I believe Hillary Clinton believes that something, somehow, will give her the nomination. Yet at what price? How much further should she and her husband enrage many of her past supporters?

Hillary often wrote about the “politics of meaning.” I wonder if she truly can find meaning in her life if she fails in her quest to be President. Al Gore found meaning in raking in millions of dollars and having people tell him they love him. John Kerry? He does not seem to have found much.

Chelsea is all grown up. Bill has his life making speeches. Hillary could focus on being a great senator, but her passion was never to be a Senator. She wanted to lead. She has always had to follow others. This was her turn.

The argument that somebody has paid their dues, and therefore it is their turn, smacks of entitlement. Bob Dole was gift wrapped a nomination for what seemed noting more than it was his turn. What neither of these people failed to do was inspire people.

Bob Dole was a great Senator, but he did not make people rally around him. John McCain inspires people. Barack Obama, for all his flaws, has energized the political process.

Hillary and Dole are technocrats. Michael Dukakis was a technocrat. Technoratic is a polite way of saying boring. President George Herbert Walker Bush once admitted that he lacked the “vision thing,” but the vision thing is important.

Ideology will trump competence because ideology is about passion. People run on competence when they cannot inspire passion. People govern effectively not by managing the bureaucracy, but by motivating people to do what they want. Leadership is not about making people do things. It is about getting them to want to do those things.

Hillary expected a quick primary victory based on name recognition. The fact that she lasted longer than Rudy Giuliani and Joseph Lieberman does not change the fact that when the numbers came in, people wanted somebody they could believe in to reach for the stars and deliver greatness.

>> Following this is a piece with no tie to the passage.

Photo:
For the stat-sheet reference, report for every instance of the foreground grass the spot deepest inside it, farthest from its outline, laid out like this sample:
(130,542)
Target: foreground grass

Americans put a man on the moon. We won the Cold War and freed millions of people living under Communism. We invented the internet, and created a fledgling democracy that is the envy of the world.

Yet what Americans are most are realists. It is not about what we desire It is about what we can achieve. Ideas can seem farfetched, but if the evidence refuses to tell us that our goals are fantasy, then we persist.

Yet at some point we do decline. We decline healthwise. We become worse at things we used to do with ease. We move slower, think slower, and react slower. Everything around us moves faster.

Hillary Clinton sees her very best chance of being the leader of the free world slipping away. She will claw tooth and nail against all odds in search of a miracle because she know that the consequences of failing is most likely a rapid decline, at least from a political standpoint.

It is a cold reality, but people who run for President and lose are forced to confront the fact that their opinions barely matter more than the average person on the street. Nobody argues that Michael Dukakis is a bad person, but he went from almost being President to teaching at a college. Yes, that is a respectable profession, but it is quite a come down in prestige.

Hillary has more than most people will ever have, but like any hard driving person, falling short will hit her hard. Jon Corzine was fired as the head of Goldman Sachs. He eased his pain by becoming Governor of New Jersey. Richard Nixon bounced back from a tough loss to reach the top 8 years later.

Hillary does not have 8 years. She has maybe 8 weeks.

This is why she will do whatever it takes, regardless of who she hurts. The hourglass is running out of sand, and a life after a failure is not something she would handle well. She is not Fatal Attraction psychotic, but coping with rejection is not her strong suit.

We will know in several weeks, but 80% of traders on intrade are betting on Obama, with only 16% betting on her to win the nomination.

regardless of what anybody thinks about her, her only options at this point are destruction, cheating, or quitting. She will not quit, which makes for an ugly endgame.

She can protest all she likes, but it is about the numbers. They do not add up for her, no matter how hard she tries to manipulate them. She may rail against corporate greed, but she is the political equivalent. The air is out of the balloon, and the numbers cannot dance any more.